Mieli tries to smile, trying to think what her cover identity – a tourist from a mixed asteroid belt habitat – would say. ‘You are a policeman, yes? A sysadmin?’

‘Something like that.’

‘I lost my friend when… they came. I don’t know where he is.’ Perhaps the ship is right: the thief is not the only one who can do a little social engineering.

‘Ah, I see. And you don’t know how to use co-memories to send him a message? You did not share gevulot to know where you are? Of course you didn’t. It is really terrible: the customs Quiet are very strict about leaving all your native tech behind, but never really tell you how to use ours.’

‘We just wanted to see the sights,’ Mieli says. ‘The Olympus Palace, maybe go on a phoboi hunt.’

‘Here is what we can do,’ the Gentleman says. ‘Let’s have a look at the agora memory – like this.’ The sensation is sudden, like finally finding the word that was at the tip of your tongue. Mieli remembers seeing the agora from high up, in incredible detail, knowing that she can recall every face in the crowd. She has a clear memory of the thief running across the agora.

‘Oh,’ the Gentleman says. There is a sudden gevulot request from him, asking her to forget his reaction. She accepts: the metacortex will store it anyway. She bookmarks it for later perusal. Curious.

‘What I can do is bend the rules a little to help you find him. We tzaddiks have some… special resources.’ The tzaddik unscrews the top of his cane. A tiny sphere of utility fog bops out, like a soap bubble. It hovers in the air next to Mieli, and starts glowing. ‘That should do it: just follow the firefly, and it will take you to him.’

‘Thank you.’

‘My pleasure. Just stay out of trouble.’ The tzaddik tips its hat again, is surrounded by heat haze, and rises up to the air.

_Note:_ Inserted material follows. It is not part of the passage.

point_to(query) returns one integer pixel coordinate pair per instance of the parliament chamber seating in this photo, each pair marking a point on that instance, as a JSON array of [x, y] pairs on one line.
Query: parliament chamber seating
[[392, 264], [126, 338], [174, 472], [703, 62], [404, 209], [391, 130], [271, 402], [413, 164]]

See? That wasn’t so hard, was it? says Perhonen.

‘Sorry,’ I say. ‘I don’t know who you are talking about.’ I block the gardener’s gevulot request, or at least I think I do. The gevulot interface they give to visitors is not really meant to deal with all the subtleties of daily Oubliette interactions, but just to provide a few rough settings ranging from full sharing to perfect privacy. I have a vague recollection of an actual privacy sense: compared to it, this is like having a monochrome vision.

‘Your body designers must like the same movie star,’ the gardener says. ‘You look just like a guy who used to come here with his girlfriend. A pretty girl, too.’